General Ri was the third-highest-ranking military official in the North Korean military structure, immediately subordinate to North Korean Minister of Defense, General Pak Yong-sik, and Supreme Commander, Kim Jong-un.
South Korean news agency, Yonhap, reports General Ri was accused of corruption and conspiring to form political opposition to Mr. Kim’s rule.
No information as to the method of execution has emerged. South Korea’s National Intelligence Service refused to publicly comment on Yonhap’s news report.
General Ri reportedly fell from grace in late 2015 and was not seen at a recent rally in Pyongyang or at the Feb. 7 launch of a long-range missile. North Korean media have omitted references to Ri since earlier this year.
Ri’s alleged execution is the most recent in a string of death sentences for high ranking military and political leaders in the hermit state.

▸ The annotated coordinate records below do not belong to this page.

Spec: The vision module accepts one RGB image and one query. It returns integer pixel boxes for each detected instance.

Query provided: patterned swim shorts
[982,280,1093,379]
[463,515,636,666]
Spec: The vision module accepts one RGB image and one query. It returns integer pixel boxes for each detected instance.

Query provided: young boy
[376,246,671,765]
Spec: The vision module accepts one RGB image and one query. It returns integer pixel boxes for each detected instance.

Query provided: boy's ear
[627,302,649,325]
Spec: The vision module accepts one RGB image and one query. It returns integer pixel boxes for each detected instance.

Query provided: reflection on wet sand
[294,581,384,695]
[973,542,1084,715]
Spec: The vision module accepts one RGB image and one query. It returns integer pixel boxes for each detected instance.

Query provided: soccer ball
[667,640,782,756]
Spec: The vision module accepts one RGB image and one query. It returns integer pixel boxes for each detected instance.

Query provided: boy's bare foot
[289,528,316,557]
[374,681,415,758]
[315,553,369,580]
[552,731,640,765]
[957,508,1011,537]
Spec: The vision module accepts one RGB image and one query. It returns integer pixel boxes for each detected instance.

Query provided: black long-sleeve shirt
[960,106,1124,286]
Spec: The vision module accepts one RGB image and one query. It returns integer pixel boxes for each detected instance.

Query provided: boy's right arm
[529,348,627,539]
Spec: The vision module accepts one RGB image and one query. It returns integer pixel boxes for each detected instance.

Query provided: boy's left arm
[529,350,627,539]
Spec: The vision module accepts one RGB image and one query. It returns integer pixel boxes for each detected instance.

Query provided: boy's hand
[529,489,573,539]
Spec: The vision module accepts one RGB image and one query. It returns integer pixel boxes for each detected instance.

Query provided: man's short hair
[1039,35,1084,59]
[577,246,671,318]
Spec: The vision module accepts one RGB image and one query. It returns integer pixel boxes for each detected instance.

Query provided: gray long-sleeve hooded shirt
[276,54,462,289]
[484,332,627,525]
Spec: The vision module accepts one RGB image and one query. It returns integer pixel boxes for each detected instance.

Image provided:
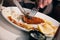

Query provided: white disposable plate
[2,7,59,31]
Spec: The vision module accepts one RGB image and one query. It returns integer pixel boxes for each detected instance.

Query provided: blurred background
[3,0,60,22]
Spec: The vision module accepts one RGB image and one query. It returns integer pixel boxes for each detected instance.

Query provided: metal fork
[13,0,38,18]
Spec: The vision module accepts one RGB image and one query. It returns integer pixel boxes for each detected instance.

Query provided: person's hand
[38,0,52,8]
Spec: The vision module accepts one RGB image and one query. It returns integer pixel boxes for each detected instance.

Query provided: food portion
[8,16,58,37]
[22,16,44,24]
[8,16,34,30]
[3,8,58,37]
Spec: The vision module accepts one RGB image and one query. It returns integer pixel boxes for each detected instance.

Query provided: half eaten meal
[8,14,58,37]
[4,7,58,37]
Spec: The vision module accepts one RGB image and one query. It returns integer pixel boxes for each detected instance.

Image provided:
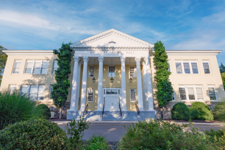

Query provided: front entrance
[103,88,121,112]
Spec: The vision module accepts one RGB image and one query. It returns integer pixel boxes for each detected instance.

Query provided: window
[130,66,135,78]
[208,86,217,100]
[20,85,45,100]
[130,89,136,102]
[203,62,210,74]
[52,60,59,74]
[179,85,204,100]
[13,60,21,74]
[176,62,183,74]
[176,61,198,74]
[25,60,49,74]
[9,85,16,94]
[109,66,116,77]
[88,66,95,77]
[88,88,94,102]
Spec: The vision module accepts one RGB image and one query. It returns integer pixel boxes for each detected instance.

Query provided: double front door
[103,88,121,112]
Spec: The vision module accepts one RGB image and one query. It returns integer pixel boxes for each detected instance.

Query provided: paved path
[58,122,224,142]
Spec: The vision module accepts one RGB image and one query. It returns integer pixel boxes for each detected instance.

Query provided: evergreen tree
[153,41,173,116]
[51,43,72,119]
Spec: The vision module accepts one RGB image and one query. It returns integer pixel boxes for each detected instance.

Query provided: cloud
[0,10,60,30]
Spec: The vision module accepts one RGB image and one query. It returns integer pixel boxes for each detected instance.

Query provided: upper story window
[12,60,21,74]
[88,66,95,77]
[20,85,45,100]
[24,60,49,74]
[52,60,59,74]
[203,61,210,74]
[130,66,135,78]
[108,66,116,77]
[179,85,204,100]
[176,61,198,74]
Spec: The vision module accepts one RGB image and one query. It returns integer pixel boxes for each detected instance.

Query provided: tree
[153,41,173,118]
[220,63,225,89]
[0,45,8,85]
[51,43,72,119]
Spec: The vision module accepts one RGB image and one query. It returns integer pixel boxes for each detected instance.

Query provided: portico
[67,29,155,120]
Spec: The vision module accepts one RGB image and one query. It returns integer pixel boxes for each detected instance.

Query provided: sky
[0,0,225,64]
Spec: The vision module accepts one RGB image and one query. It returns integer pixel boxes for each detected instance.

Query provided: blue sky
[0,0,225,64]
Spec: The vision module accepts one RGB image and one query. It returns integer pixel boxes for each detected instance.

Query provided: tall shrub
[153,41,173,117]
[0,92,35,130]
[51,43,72,118]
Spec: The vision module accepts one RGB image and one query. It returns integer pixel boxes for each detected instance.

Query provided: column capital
[73,56,80,62]
[120,56,126,62]
[83,56,88,62]
[98,56,104,62]
[135,57,141,62]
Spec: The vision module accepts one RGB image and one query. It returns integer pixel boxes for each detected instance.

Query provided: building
[1,29,225,120]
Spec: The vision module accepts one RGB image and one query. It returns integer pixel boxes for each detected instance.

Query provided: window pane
[176,63,183,74]
[184,62,191,74]
[196,87,204,100]
[187,87,195,100]
[203,62,210,74]
[191,62,198,74]
[179,88,187,100]
[89,66,94,77]
[209,87,216,100]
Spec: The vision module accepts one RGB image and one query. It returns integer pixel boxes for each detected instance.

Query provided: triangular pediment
[71,29,154,48]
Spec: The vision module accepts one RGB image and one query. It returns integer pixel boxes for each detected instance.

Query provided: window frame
[88,65,95,77]
[12,59,22,74]
[130,89,137,102]
[87,88,95,102]
[175,60,200,75]
[202,60,212,75]
[108,66,116,77]
[207,85,218,101]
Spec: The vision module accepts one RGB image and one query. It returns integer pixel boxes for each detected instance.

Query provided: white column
[69,56,80,111]
[135,57,144,111]
[97,57,104,111]
[80,57,88,112]
[75,61,81,111]
[120,57,127,111]
[145,57,154,111]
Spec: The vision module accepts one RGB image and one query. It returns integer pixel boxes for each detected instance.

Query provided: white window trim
[207,85,218,102]
[175,60,200,75]
[130,89,137,102]
[24,60,49,74]
[202,60,212,75]
[108,66,116,77]
[178,85,205,101]
[88,65,95,77]
[129,66,136,78]
[12,60,22,74]
[20,84,45,101]
[87,88,95,102]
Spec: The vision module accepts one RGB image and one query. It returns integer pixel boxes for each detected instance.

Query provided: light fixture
[92,59,96,83]
[110,59,114,83]
[129,59,133,83]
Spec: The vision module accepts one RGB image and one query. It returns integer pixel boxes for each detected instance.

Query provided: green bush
[172,103,190,120]
[190,102,213,120]
[213,102,225,121]
[65,117,90,149]
[32,104,51,119]
[0,119,68,149]
[85,135,109,150]
[118,120,213,150]
[0,92,35,130]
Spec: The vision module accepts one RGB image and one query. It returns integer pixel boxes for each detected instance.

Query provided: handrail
[119,98,122,117]
[83,104,88,117]
[102,97,105,117]
[135,103,140,116]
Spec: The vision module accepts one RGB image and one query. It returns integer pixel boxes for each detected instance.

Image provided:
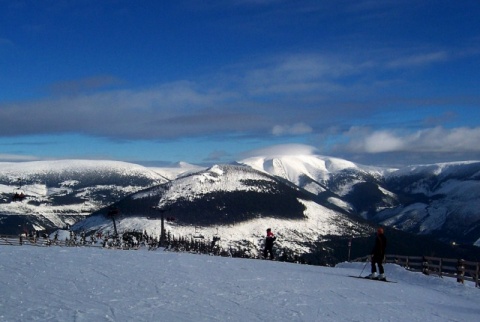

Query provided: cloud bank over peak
[241,143,318,159]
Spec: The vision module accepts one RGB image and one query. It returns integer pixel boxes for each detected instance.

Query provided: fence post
[475,262,480,287]
[457,259,465,284]
[438,258,443,277]
[422,256,429,275]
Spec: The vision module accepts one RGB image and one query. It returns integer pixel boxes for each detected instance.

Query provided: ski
[348,275,397,283]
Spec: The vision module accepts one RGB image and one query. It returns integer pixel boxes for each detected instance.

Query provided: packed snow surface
[0,246,480,322]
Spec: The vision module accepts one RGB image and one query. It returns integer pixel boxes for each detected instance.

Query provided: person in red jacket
[368,227,387,280]
[263,228,277,260]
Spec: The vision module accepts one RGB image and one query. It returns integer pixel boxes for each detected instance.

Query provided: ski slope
[0,246,480,322]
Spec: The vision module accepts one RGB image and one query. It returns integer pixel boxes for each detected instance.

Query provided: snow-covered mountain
[241,155,480,244]
[73,165,372,256]
[0,155,480,252]
[0,160,172,234]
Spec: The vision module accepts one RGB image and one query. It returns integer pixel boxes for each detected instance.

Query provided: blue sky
[0,0,480,166]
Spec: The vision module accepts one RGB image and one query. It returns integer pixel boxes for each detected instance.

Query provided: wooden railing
[353,255,480,287]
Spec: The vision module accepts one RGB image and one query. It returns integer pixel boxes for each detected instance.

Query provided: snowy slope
[0,160,171,233]
[241,155,480,244]
[0,246,480,322]
[72,165,372,256]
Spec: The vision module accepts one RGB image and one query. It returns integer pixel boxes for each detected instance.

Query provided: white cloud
[342,127,480,154]
[272,123,313,136]
[0,153,39,162]
[242,143,318,158]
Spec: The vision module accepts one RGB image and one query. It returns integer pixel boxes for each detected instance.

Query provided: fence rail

In 2013, Kim’s uncle and instructor, Jang Song-thaek, was accused of being involved in counter-revolutionary activities, immediately before being stripped from posts and expelled from the Workers’ Party of Korea. Unsubstantiated reports claimed that he was executed by a pack of feral dogs, but Pyongyang, in an uncharacteristic move, denied the method when it did announce his death.
General Ri’s predecessor, General Hyon Yong-cho, was killed in May 2015 for allegedly showing disloyalty to Kim. Akin to Jang, speculation persisted for weeks Hyon was executed in view of North Korea’s leadership organ by an anti-aircraft gun, but no confirmation was given as to Hyon’s death or the method of execution.